With respect to who should be in charge of the operation of Nuclear plants, you are entirely correct. We are screwed. Companies will seek profit over safety to the point of buying politicians to allow them to cut corners. Politicians will be bought so they are out. The general public (which not exactly stupid) will make decisions based on FUD, gut instinct and potentially greed. Scientists by and large (as can be seen by expert witness testimony in courts) can be bought and sold just as politicians can. Frankly (and this is by no means meant to be disrespectful) I would rather see you in charge, you seem to have a balanced and realistic outlook.
The only other way I can think of dealing with it is creating a solid link between the management (C level + board) of the company and the results of any disasters. i.e. if you want to have a nuclear power plant the entire management will live next to it, go for a swim once a week by the outflow and eat the local shellfish. When it is their families and their well being on the line I think they may pay a little less attention to suggestions about cutting corners to save a quarter of a percent in costs. If you look at windscale, fukushima, 3 mile island and chernobyl, all were preventable or manageable. Windscale piles were built in a hurry and no one went back to fix errors, fukushima didn't have a wall high enough (and the placing of nuclear reactors next to the shore in a country prone to earthquakes and tsunamis is dubious), 3 mile island could have been prevented by better training, the list goes on.

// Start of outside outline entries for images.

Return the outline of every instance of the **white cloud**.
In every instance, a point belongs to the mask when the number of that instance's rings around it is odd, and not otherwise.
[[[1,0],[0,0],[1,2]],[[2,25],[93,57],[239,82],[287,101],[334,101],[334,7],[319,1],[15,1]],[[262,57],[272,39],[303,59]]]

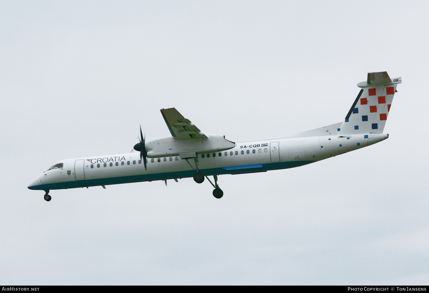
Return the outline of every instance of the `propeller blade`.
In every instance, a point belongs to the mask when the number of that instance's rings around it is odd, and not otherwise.
[[[145,165],[145,170],[148,170],[147,164],[146,162],[146,158],[148,155],[148,152],[146,150],[146,146],[145,145],[145,139],[146,136],[143,136],[143,132],[142,132],[142,125],[140,126],[140,137],[139,140],[140,142],[134,145],[134,149],[140,152],[140,159],[143,160],[143,164]]]

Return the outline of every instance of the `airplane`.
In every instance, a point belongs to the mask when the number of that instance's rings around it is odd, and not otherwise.
[[[175,108],[161,109],[171,136],[146,140],[140,126],[139,142],[128,153],[63,160],[28,185],[49,191],[193,177],[206,178],[221,198],[218,176],[266,172],[303,166],[360,149],[389,137],[383,134],[400,77],[386,72],[370,72],[344,120],[280,138],[235,142],[225,136],[205,134]],[[135,150],[137,152],[133,152]],[[143,163],[142,164],[142,163]],[[208,178],[213,176],[214,183]]]

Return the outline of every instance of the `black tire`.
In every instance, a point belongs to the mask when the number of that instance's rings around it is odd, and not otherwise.
[[[204,182],[204,175],[199,172],[193,174],[193,181],[197,183],[202,183]]]
[[[215,188],[213,190],[213,196],[216,198],[220,198],[224,196],[224,191],[220,188]]]

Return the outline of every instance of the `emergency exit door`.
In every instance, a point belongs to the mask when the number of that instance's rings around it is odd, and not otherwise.
[[[280,161],[280,153],[278,150],[278,142],[273,141],[269,144],[269,155],[272,163]]]

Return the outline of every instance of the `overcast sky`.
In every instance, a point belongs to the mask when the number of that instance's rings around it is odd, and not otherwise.
[[[0,283],[428,284],[427,1],[0,2]],[[339,122],[401,76],[377,144],[310,165],[54,190],[65,158]]]

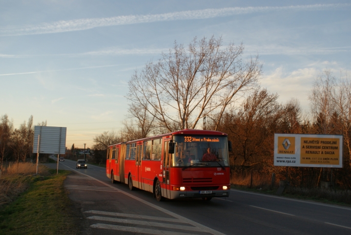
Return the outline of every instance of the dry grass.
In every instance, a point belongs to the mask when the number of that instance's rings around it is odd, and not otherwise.
[[[331,202],[351,204],[351,190],[288,187],[285,189],[284,193],[289,195],[295,195],[318,200],[326,200]]]
[[[252,172],[252,188],[268,189],[270,187],[271,177],[271,176],[268,174]],[[238,186],[249,187],[251,185],[251,172],[232,173],[230,184]]]
[[[279,180],[276,178],[272,188],[271,188],[271,175],[253,172],[252,188],[266,193],[275,193],[278,188]],[[241,188],[249,188],[251,172],[232,172],[230,184]],[[327,202],[351,204],[351,190],[320,188],[309,189],[289,186],[286,188],[283,195]]]
[[[36,165],[30,163],[19,163],[4,166],[0,178],[0,206],[12,201],[27,188],[30,176],[36,172]],[[48,175],[44,166],[39,165],[38,173]]]

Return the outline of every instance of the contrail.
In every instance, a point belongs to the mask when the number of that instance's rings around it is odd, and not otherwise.
[[[11,76],[11,75],[20,75],[21,74],[31,74],[33,73],[45,73],[49,72],[57,72],[58,71],[67,71],[67,70],[75,70],[78,69],[84,69],[85,68],[103,68],[104,67],[112,67],[114,66],[118,66],[121,64],[111,64],[109,65],[100,65],[100,66],[91,66],[89,67],[81,67],[79,68],[65,68],[63,69],[55,69],[52,70],[43,70],[43,71],[36,71],[33,72],[25,72],[23,73],[6,73],[4,74],[0,74],[0,76]]]
[[[9,26],[0,28],[0,36],[21,36],[84,30],[98,27],[150,23],[171,21],[199,20],[224,17],[235,15],[256,12],[267,12],[283,10],[320,11],[342,8],[350,4],[317,4],[280,7],[227,7],[185,11],[157,15],[121,16],[105,18],[81,19],[71,21],[60,21],[52,23],[42,23],[36,25]]]

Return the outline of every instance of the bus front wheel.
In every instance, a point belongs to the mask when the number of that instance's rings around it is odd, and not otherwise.
[[[157,180],[156,183],[155,184],[154,192],[155,192],[155,196],[156,197],[157,201],[160,201],[164,200],[164,198],[162,196],[161,193],[161,184],[160,184],[160,181],[159,180]]]
[[[113,171],[111,171],[111,183],[112,184],[116,183],[116,180],[113,178]]]
[[[133,187],[133,180],[132,180],[131,175],[129,175],[129,179],[128,180],[128,186],[129,187],[130,190],[134,190],[134,187]]]

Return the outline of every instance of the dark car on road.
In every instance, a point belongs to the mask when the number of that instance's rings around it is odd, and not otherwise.
[[[85,168],[86,169],[87,168],[85,160],[79,160],[77,161],[76,168]]]

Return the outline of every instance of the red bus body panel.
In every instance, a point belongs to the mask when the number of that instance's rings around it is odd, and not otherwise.
[[[182,197],[227,197],[230,192],[230,168],[221,167],[189,167],[183,170],[182,167],[170,167],[163,166],[165,160],[165,141],[171,139],[175,135],[202,135],[224,136],[227,134],[219,131],[203,130],[185,129],[143,139],[131,141],[109,146],[106,160],[106,175],[109,178],[125,184],[131,177],[133,186],[143,190],[154,192],[155,182],[158,180],[161,184],[162,196],[169,199]],[[160,160],[141,160],[138,165],[136,160],[125,160],[125,148],[127,144],[143,144],[144,141],[162,138],[162,151]],[[113,148],[118,150],[118,159],[111,159]],[[169,179],[166,179],[168,171]],[[227,189],[224,190],[223,187]],[[181,187],[185,190],[180,191]],[[211,191],[211,193],[203,194],[202,191]]]

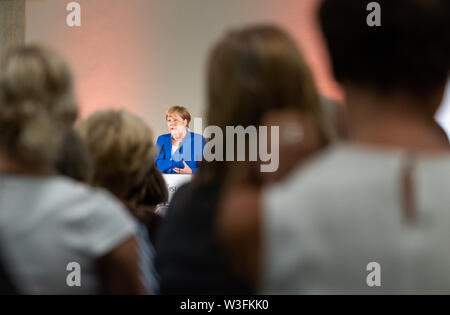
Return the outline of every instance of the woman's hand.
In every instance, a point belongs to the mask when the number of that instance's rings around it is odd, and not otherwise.
[[[175,173],[178,174],[192,174],[192,169],[189,167],[189,165],[186,164],[185,161],[183,161],[184,168],[174,168],[173,170]]]

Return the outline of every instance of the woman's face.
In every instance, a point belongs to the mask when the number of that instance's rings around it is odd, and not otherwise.
[[[184,133],[187,127],[187,120],[181,118],[178,113],[170,113],[167,115],[167,128],[172,137],[178,138]]]

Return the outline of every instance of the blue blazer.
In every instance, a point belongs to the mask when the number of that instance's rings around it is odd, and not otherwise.
[[[158,147],[156,166],[164,174],[177,174],[173,169],[184,168],[184,161],[192,169],[192,173],[196,174],[203,159],[205,143],[202,135],[187,130],[180,147],[172,155],[172,135],[170,133],[161,135],[156,141]]]

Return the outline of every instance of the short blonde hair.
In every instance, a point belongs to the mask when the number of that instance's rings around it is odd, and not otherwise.
[[[182,119],[187,120],[187,125],[189,126],[189,123],[191,122],[191,114],[186,109],[186,107],[184,107],[184,106],[171,106],[171,107],[169,107],[169,109],[167,110],[167,113],[166,113],[166,120],[167,120],[167,117],[170,114],[173,114],[173,113],[177,113],[177,114],[179,114],[181,116]]]
[[[11,50],[0,64],[0,147],[23,163],[50,164],[77,116],[66,63],[40,46]]]
[[[98,111],[78,126],[92,159],[91,184],[105,187],[121,200],[154,167],[151,129],[126,111]]]

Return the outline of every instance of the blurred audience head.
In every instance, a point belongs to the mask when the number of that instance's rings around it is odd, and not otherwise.
[[[153,133],[144,121],[123,110],[99,111],[80,123],[79,132],[94,162],[94,186],[111,191],[138,217],[140,206],[167,200],[153,161]]]
[[[28,167],[50,167],[77,117],[66,63],[40,46],[21,46],[0,64],[0,151]]]
[[[276,26],[233,30],[220,39],[209,58],[207,100],[208,124],[223,131],[226,126],[281,124],[280,141],[283,134],[303,136],[302,144],[291,137],[290,148],[303,145],[314,151],[329,141],[311,72],[294,40]],[[280,165],[288,164],[280,152]],[[207,163],[199,175],[214,178],[230,165]]]

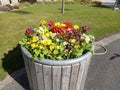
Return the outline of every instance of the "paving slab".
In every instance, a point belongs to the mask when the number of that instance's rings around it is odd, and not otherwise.
[[[97,43],[105,46],[108,52],[92,57],[84,90],[120,90],[120,33]],[[0,81],[0,90],[30,90],[25,68]]]

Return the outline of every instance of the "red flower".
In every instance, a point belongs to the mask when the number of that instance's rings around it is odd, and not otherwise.
[[[32,36],[32,35],[34,34],[34,30],[33,30],[33,29],[30,29],[30,28],[27,28],[27,29],[26,29],[26,34],[27,34],[28,36]]]
[[[70,22],[64,22],[64,24],[66,25],[67,29],[68,28],[73,28],[72,23],[70,23]]]
[[[54,25],[54,22],[53,22],[53,21],[49,21],[49,22],[48,22],[48,27],[49,27],[50,29],[53,27],[53,25]]]

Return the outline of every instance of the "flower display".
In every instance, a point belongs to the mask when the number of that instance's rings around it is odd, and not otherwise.
[[[70,22],[40,21],[38,28],[27,28],[20,41],[33,59],[68,60],[93,51],[94,36],[86,34],[89,26]]]

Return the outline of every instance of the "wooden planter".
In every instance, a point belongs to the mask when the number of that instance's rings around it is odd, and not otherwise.
[[[84,90],[88,67],[92,54],[80,58],[56,61],[35,60],[21,46],[31,90]]]

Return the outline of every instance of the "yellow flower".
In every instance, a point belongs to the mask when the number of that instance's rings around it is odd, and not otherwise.
[[[45,20],[41,20],[41,21],[40,21],[40,25],[44,26],[44,25],[46,25],[46,24],[47,24],[47,22],[46,22]]]
[[[61,23],[60,24],[60,27],[65,27],[66,25],[64,23]]]
[[[60,49],[60,46],[56,46],[56,48],[59,50],[59,49]]]
[[[69,42],[71,42],[71,43],[75,43],[76,40],[75,40],[75,39],[70,39]]]
[[[38,36],[33,36],[32,42],[37,42],[39,40]]]
[[[45,36],[46,36],[46,37],[50,37],[50,33],[49,33],[49,32],[46,33]]]
[[[80,29],[80,27],[78,25],[74,25],[74,29]]]
[[[39,49],[44,49],[44,47],[42,45],[39,46]]]
[[[52,44],[51,40],[44,40],[43,41],[43,45],[50,45],[50,44]]]
[[[80,47],[80,45],[75,45],[75,48],[79,48]]]
[[[60,22],[56,22],[56,23],[55,23],[55,26],[56,26],[56,27],[60,27]]]
[[[38,47],[38,44],[32,43],[32,44],[31,44],[31,47],[32,47],[32,49],[34,49],[34,48]]]
[[[55,49],[54,45],[50,45],[50,51],[53,51]]]

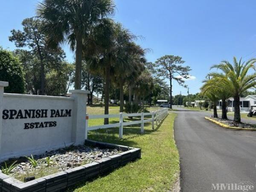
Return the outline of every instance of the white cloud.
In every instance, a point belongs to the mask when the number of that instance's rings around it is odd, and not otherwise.
[[[182,77],[181,76],[176,76],[176,77],[175,77],[175,78],[180,79],[182,80],[183,80],[183,81],[185,81],[194,80],[196,79],[196,78],[195,76],[190,76],[190,75],[188,76],[188,79],[186,79],[183,77]]]

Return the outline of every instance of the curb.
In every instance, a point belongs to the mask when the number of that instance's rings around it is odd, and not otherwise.
[[[224,123],[220,122],[218,121],[213,120],[209,117],[207,117],[206,116],[205,116],[204,118],[206,119],[209,120],[210,121],[211,121],[212,122],[214,122],[217,125],[219,125],[221,126],[221,127],[224,127],[227,129],[233,129],[233,130],[237,130],[237,131],[246,130],[246,131],[256,131],[256,129],[249,129],[249,128],[240,128],[238,127],[231,127],[230,126],[227,125],[225,125]]]

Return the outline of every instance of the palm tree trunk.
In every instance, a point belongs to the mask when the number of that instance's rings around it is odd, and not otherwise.
[[[170,77],[170,109],[172,109],[172,77]]]
[[[38,43],[37,44],[37,49],[39,59],[40,59],[40,80],[41,81],[41,90],[40,94],[44,95],[45,94],[45,75],[44,72],[44,58],[42,55],[41,49]]]
[[[144,96],[142,98],[142,109],[144,110]]]
[[[213,102],[213,117],[218,118],[216,102]]]
[[[44,95],[45,93],[45,77],[44,76],[44,64],[42,61],[41,62],[41,95]]]
[[[108,114],[108,108],[109,107],[109,85],[110,84],[110,64],[109,63],[107,64],[106,66],[106,75],[105,82],[105,90],[104,91],[104,102],[105,111],[104,114]],[[104,125],[108,124],[109,123],[108,118],[104,119]]]
[[[221,119],[227,119],[227,110],[226,110],[226,98],[225,97],[222,97],[221,105],[221,110],[222,113],[221,114]]]
[[[75,73],[75,89],[81,89],[81,74],[82,72],[82,34],[78,32],[76,37],[76,73]]]
[[[240,122],[241,121],[241,117],[240,113],[240,97],[238,94],[236,94],[234,97],[234,105],[235,111],[234,121]]]
[[[90,105],[93,105],[93,93],[92,91],[91,92],[90,92]]]
[[[131,102],[131,85],[129,86],[129,102]]]
[[[122,113],[124,111],[124,89],[123,82],[120,81],[120,112]]]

The people making the decisions, those with oversight, don't have to live with the consequences. They don't end up with cancer, they don't end up paying out of their own pockets for clean ups, yet they get the financial benefits from cost cutting. The sooner they do the sooner we will see a rapid improvement in safety. You can bet the minute that law came in there would be a hell of a lot of meetings and site visits from suits the normal workers had never seen before.